The configuration files and automatedPipeline-batchtools.R script should be in the working directory.
Use different file.suffix if PopSV is run several times in the same folder (e.g. different bin size, sample batches).
The master script (~run-PopSV-batchtools-automatedPipeline.R) can be left running on a login node of the HPC because it doesn’t compute anything, it just sends jobs and wait. Even better, let it run on a screen so that you can detach it and disconnect from the server without stopping the pipeline.
The paths and folder structure is saved in the files.df data.frame, originally created by init.filenames function.

Preparing and submitting a job with batchtools

In practice, you don’t have to write this part, it’s what the automatedPipeline-batchtools.R functions are made of. If ever you want to tweak these functions or just use batchtools for something else, here is how we use it.

Useful functions:

loadRegistry creates a registry used to manipulate jobs for a particular analysis step. Use writable=TRUE if the registry already exists.
batchMap adds jobs to a registry. You give it a function and a list of parameters. One job per parameter will be created to compute the output of the function using this specific parameter. more.args= to provide additional arguments (same for all jobs).
submitJobs submits the jobs to the cluster. This is where the walltime time, number of cores, etc can be specified. Moreover, if needed, a subset of the jobs can be sent to the cluster. Functions findNotDone and findErrors are particularly useful to find which jobs didn’t finish or were lost in the limbo of the cluster management process.
getStatus outputs the status of the computations.
loadResult retrieves the output of one specific job, while reduceResultsList retrieves output for all jobs into a list format.
waitForJobs waits for all the jobs to finish.

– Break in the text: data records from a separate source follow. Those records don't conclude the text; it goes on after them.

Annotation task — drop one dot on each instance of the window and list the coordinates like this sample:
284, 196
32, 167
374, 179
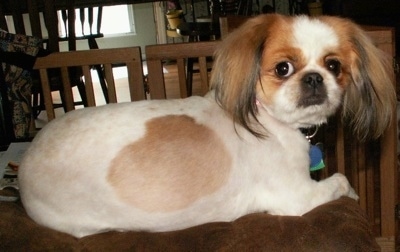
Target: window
118, 19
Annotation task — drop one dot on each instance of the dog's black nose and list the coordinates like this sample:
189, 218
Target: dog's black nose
313, 80
313, 89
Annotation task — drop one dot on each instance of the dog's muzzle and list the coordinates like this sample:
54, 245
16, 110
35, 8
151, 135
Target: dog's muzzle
313, 90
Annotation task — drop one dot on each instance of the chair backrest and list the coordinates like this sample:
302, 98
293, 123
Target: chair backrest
229, 23
156, 54
84, 59
50, 32
86, 19
17, 9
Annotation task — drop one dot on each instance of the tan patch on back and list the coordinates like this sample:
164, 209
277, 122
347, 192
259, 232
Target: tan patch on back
177, 162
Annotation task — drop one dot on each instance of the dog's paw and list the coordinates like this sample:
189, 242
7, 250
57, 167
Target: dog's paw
343, 186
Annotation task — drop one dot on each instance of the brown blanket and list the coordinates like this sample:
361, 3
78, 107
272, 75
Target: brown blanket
336, 226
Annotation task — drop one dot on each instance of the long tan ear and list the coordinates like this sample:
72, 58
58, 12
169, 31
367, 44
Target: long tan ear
236, 70
369, 101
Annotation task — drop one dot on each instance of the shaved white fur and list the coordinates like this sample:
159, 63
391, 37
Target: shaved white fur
165, 165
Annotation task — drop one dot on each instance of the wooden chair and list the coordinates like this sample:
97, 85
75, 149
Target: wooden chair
84, 59
50, 34
370, 167
156, 54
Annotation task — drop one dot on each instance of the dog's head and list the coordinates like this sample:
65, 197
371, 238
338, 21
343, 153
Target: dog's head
301, 70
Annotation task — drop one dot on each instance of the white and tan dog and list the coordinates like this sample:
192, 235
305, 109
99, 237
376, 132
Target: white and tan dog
171, 164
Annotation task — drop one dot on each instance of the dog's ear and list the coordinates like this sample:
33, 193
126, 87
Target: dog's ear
236, 70
370, 99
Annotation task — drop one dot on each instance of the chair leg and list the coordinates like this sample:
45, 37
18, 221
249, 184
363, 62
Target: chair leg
103, 83
82, 92
189, 74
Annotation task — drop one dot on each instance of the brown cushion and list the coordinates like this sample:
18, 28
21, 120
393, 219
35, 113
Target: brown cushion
340, 225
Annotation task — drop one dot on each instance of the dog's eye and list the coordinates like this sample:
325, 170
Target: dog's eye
284, 69
333, 66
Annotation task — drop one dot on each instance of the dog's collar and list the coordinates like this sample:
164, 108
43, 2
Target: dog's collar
309, 133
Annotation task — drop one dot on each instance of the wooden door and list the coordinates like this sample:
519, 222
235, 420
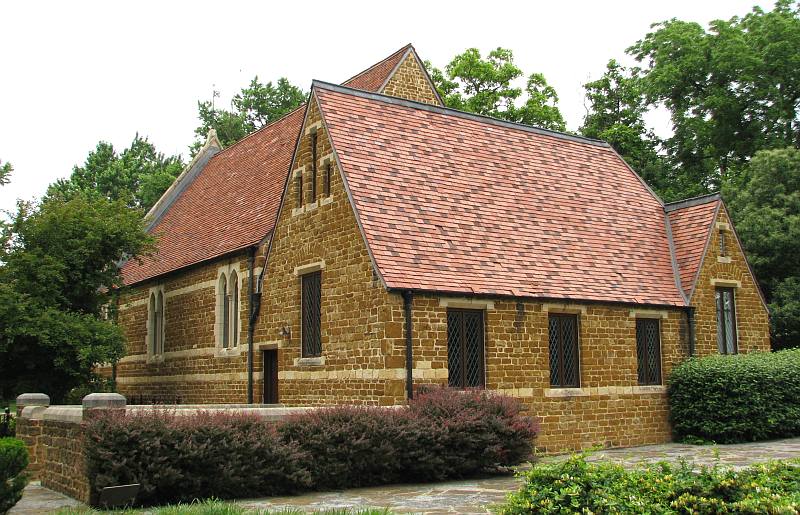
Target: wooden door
270, 376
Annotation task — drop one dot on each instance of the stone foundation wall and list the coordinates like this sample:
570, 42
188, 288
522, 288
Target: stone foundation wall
64, 465
55, 435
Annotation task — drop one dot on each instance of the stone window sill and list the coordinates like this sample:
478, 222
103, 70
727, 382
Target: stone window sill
316, 361
228, 352
604, 390
154, 359
566, 392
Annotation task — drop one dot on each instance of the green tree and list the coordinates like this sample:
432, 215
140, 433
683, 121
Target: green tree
615, 111
253, 107
5, 172
485, 86
138, 175
765, 205
59, 270
731, 90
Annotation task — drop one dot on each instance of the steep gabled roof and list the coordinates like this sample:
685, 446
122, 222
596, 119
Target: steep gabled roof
691, 221
227, 200
376, 75
454, 202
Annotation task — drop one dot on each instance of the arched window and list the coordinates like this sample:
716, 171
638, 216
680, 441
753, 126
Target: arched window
152, 328
160, 323
234, 339
225, 308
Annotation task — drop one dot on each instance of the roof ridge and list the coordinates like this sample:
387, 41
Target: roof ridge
455, 112
390, 56
691, 202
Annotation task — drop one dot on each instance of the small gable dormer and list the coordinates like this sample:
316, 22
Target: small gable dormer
400, 75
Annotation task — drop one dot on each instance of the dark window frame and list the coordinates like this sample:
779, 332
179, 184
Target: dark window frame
722, 339
326, 186
561, 321
311, 315
299, 187
314, 166
645, 375
459, 316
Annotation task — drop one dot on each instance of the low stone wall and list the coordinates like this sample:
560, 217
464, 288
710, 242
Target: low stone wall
54, 435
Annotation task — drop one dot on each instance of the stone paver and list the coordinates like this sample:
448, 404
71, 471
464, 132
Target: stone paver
469, 496
37, 499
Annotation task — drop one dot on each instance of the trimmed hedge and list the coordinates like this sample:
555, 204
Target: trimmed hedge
13, 460
741, 398
575, 486
179, 458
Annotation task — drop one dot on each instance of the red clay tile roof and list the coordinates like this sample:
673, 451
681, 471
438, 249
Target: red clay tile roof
231, 204
233, 201
373, 77
457, 203
690, 230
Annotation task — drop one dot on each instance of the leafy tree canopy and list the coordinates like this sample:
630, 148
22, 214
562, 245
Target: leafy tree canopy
138, 175
731, 90
5, 172
765, 205
252, 108
485, 86
59, 264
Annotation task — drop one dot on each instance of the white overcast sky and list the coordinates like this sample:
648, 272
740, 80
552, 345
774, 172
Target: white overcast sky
73, 73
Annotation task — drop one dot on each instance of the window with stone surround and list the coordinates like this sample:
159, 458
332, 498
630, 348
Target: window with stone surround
228, 292
465, 348
234, 308
155, 322
726, 320
311, 314
648, 351
299, 188
326, 183
564, 357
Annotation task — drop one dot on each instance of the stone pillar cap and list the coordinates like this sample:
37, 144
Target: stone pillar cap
33, 399
103, 400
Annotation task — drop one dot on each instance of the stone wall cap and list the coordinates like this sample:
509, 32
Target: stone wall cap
64, 414
33, 399
33, 412
104, 400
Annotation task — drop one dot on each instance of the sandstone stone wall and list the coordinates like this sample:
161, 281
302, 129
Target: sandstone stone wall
64, 459
30, 432
360, 363
608, 409
752, 318
194, 368
410, 82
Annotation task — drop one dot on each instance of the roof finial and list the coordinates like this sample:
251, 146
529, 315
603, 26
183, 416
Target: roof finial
212, 139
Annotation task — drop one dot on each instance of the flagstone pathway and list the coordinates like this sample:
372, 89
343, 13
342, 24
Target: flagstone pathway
468, 496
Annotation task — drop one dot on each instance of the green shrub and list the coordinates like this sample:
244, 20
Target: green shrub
740, 398
179, 458
13, 460
576, 486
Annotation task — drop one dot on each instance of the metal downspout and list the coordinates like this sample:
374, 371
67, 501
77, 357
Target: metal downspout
408, 298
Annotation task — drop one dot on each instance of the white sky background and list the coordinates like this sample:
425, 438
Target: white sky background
73, 73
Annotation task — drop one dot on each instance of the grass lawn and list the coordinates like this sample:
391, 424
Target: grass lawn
216, 508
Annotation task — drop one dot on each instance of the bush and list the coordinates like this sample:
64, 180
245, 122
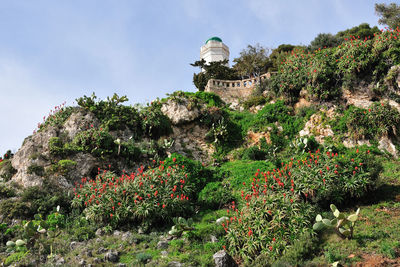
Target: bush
7, 171
372, 123
254, 101
198, 175
35, 169
278, 113
155, 123
214, 195
143, 197
254, 153
42, 200
98, 142
6, 191
268, 224
130, 152
14, 209
57, 117
302, 249
63, 166
112, 114
330, 178
240, 171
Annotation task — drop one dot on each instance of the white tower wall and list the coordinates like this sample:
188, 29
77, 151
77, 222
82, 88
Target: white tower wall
214, 51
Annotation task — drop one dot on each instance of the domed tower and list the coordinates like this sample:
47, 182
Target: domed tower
214, 50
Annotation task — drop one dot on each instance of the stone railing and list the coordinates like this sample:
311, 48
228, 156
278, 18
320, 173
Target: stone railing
230, 90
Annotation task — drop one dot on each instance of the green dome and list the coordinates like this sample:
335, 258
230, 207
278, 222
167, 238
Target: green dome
215, 38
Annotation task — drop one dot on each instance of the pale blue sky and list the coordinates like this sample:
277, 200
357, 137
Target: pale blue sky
53, 51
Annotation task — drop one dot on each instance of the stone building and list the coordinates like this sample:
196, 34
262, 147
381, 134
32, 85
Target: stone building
214, 50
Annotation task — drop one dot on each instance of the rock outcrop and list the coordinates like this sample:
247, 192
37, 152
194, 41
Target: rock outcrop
180, 110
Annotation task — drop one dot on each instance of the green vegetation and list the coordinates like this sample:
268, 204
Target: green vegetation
271, 190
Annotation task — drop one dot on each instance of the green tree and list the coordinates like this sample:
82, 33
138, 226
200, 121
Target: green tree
390, 14
212, 70
324, 40
280, 53
252, 62
361, 31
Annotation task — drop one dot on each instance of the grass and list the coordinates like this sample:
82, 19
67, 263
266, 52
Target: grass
377, 232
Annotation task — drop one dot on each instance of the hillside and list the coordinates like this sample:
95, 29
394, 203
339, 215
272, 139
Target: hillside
189, 180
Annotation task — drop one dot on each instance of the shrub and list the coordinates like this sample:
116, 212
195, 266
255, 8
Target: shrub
98, 142
210, 99
143, 197
254, 153
254, 101
268, 224
240, 171
130, 152
275, 113
57, 117
155, 123
6, 191
214, 195
372, 123
42, 200
302, 249
112, 114
35, 169
12, 209
329, 178
7, 171
198, 175
63, 166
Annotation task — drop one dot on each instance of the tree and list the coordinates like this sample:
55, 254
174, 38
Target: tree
213, 70
390, 14
252, 62
280, 53
361, 31
324, 40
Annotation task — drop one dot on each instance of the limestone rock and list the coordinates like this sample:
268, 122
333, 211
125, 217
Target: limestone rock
386, 144
111, 256
79, 121
162, 245
174, 264
221, 220
179, 111
314, 127
223, 259
33, 145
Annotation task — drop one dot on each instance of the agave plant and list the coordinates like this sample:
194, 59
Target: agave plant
344, 226
181, 225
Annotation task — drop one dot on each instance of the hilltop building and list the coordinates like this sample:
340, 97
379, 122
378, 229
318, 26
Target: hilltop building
214, 50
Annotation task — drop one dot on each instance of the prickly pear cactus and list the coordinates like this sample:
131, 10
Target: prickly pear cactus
344, 226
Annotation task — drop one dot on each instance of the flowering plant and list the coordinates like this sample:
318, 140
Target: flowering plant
158, 193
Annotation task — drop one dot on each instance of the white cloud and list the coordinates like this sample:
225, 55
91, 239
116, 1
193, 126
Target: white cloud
23, 102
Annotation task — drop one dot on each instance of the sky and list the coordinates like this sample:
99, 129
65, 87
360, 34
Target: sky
57, 51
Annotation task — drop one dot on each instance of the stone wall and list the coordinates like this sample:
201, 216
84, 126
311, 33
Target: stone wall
230, 90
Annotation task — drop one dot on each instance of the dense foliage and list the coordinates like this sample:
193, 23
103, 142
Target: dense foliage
143, 197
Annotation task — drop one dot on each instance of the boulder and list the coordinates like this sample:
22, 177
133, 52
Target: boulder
223, 259
221, 220
386, 144
162, 245
111, 256
179, 111
78, 122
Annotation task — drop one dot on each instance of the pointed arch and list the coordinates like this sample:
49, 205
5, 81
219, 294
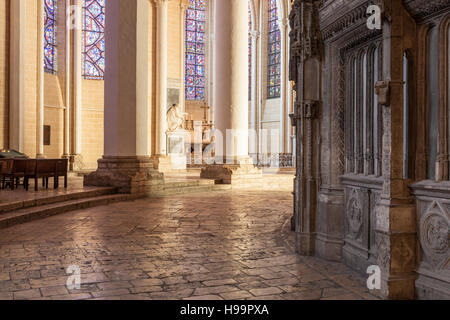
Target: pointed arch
94, 39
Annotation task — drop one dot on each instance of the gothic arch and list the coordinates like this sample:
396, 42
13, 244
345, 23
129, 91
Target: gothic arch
443, 135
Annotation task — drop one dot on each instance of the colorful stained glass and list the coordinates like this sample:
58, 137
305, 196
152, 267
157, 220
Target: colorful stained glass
94, 39
274, 69
250, 27
195, 50
50, 9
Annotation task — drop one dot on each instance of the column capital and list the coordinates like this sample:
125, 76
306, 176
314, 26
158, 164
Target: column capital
255, 34
157, 3
184, 4
283, 23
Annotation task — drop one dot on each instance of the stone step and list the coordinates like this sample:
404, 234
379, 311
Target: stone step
175, 187
46, 200
43, 211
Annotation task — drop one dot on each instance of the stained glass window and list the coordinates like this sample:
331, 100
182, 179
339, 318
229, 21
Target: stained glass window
250, 27
195, 50
94, 39
50, 36
274, 71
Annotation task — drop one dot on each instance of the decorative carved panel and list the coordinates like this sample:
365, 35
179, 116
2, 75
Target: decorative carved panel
434, 230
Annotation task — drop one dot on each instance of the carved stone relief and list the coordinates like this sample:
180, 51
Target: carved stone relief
355, 217
435, 236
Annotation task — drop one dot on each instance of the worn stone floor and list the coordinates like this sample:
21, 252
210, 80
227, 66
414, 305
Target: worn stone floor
220, 245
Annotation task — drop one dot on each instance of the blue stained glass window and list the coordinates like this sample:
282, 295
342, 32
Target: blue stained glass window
195, 50
274, 67
50, 10
94, 39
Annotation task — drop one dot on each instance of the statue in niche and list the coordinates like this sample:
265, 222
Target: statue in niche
175, 118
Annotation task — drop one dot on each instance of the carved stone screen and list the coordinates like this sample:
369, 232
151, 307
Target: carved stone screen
274, 58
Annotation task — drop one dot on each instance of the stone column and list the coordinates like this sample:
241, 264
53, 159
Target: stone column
305, 70
283, 26
161, 160
40, 84
231, 89
17, 75
395, 213
254, 98
184, 5
68, 75
126, 163
76, 160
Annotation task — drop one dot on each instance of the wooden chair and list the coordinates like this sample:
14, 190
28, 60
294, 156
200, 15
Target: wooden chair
14, 169
62, 167
30, 171
45, 169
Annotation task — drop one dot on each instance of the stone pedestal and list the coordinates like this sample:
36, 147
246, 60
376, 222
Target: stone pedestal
133, 175
330, 233
162, 163
242, 172
177, 149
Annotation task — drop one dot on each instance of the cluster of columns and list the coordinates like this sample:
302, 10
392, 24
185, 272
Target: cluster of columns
128, 163
259, 79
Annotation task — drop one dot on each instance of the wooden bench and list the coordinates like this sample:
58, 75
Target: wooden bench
45, 169
62, 167
13, 169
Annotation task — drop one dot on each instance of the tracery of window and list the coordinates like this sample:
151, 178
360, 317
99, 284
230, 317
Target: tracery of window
94, 39
195, 50
50, 10
250, 27
364, 119
274, 65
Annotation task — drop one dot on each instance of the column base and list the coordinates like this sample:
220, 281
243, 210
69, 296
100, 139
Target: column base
396, 249
164, 164
242, 172
131, 175
76, 162
305, 243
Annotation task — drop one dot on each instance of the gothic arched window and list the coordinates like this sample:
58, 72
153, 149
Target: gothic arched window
94, 39
274, 70
195, 50
50, 9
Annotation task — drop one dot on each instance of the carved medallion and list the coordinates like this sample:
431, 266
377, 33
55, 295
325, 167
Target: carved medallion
435, 236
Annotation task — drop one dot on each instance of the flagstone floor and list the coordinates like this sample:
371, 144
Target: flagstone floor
220, 245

For example, to run the step that retrieve the bin count in each BAM files, a simple version would look like this:

reg <- loadRegistry("getBC", writeable=TRUE)
getBC.f <- function(file.i, bins.f, files.df){
  library(PopSV)
  load(bins.f)
  bin.bam(files.df$bam[file.i], bins.df, files.df$bc[file.i])
}
batchMap(reg=reg, getBC.f,1:nrow(files.df), more.args=list(bins.f="bins.RData", files.df=files.df))
submitJobs(reg=reg, findNotDone(reg=reg), resources=list(walltime="20:0:0", nodes="1", cores="1"))
getStatus(reg=reg)

Here we want to get the bin counts of each sample. We create a registry called getBC. Then we define the function that will get the bin counts for a sample. The first parameter of this function (here file.i which is the index of the sample) will be different for each job sent by batchtools. Other parameters are the same in all jobs. Within the function, we load the package and useful data and run the instructions we want. batchMap creates one job per sample ID and links the function we’ve just defined. The jobs are finally submitted to the cluster with the desired number of cores, walltime, etc we can check the status of the job with getStatus function.